Coca-Cola’s new sustainable paper bottle to enter online trials in Hungary

The Coca-Cola Company has been a target for criticism by environmentalist owing to its huge contribution to plastic waste for past few decades. The brand was named the top corporate plastic polluter for the third consecutive year, according to a 2020 report.

Given the pressure to mend its ways, the company has designed a new sustainable paper bottle prototype to reduce the use of virgin plastic. Recently, Coca-Cola announced that the company’s first-ever paper bottle will be entering a limited online trial in Hungary, before its full-fledged launch in the marketplace this summer.

Sustainable paper bottle

The paper bottle project, which is being developed by Coca-Cola’s R&D team in Brussels in collaboration with the Danish startup The Paper Bottle Company (Poboco), is transitioning into the consumer testing phase to examine the package’s practicality and customer response to the product.

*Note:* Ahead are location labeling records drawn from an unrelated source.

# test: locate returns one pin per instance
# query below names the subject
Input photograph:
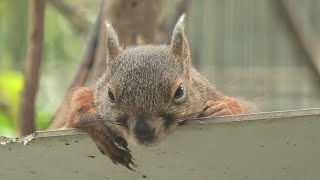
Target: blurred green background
(244, 47)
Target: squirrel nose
(143, 131)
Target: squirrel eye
(179, 92)
(111, 96)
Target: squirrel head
(146, 91)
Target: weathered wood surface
(278, 146)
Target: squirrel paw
(115, 147)
(225, 106)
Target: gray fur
(144, 79)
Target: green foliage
(10, 87)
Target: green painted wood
(277, 145)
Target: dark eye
(179, 92)
(111, 96)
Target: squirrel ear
(179, 44)
(113, 46)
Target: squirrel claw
(225, 106)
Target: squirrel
(146, 92)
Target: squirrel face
(144, 94)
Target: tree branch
(307, 43)
(32, 66)
(170, 20)
(83, 70)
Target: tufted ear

The R&D team has been carrying out extensive lab tests to measure the paper bottle performance through its capability to hold and protect its contents, however, consumer feedback will determine its true feasibility.

The brand will be testing 2,000 bottles from this project with the plant-based beverage Adez, which will offer the pioneering package through e-grocery retailer Kifli.hu. Coca-Cola and Poboco unveiled the first-generation prototype last year, which is made of a paper shell with a recyclable plastic lining and cap.

World Without Waste

The new technology is designed to create 100-percent recyclable bottles that are made of sustainably sourced wood with a bio-based material barrier – creating a bottle that can be recycled as paper. Apparently, this inner lining is capable of resisting liquids, CO2 and oxygen, making it suitable for beverages, beauty products and other liquid goods.

The paper bottle was developed as the brand’s ‘World Without Waste’ sustainable packaging initiative. The initiative also supports the company’s goal to collect and recycle a bottle or can for every bottle or can it sells by 2030, and to use only 100 percent recyclable packaging materials. Under its mission to eliminate the usage of virgin plastic, the company announced the release of a 13.2-ounce bottle that is made of 100-percent recycled PET plastic.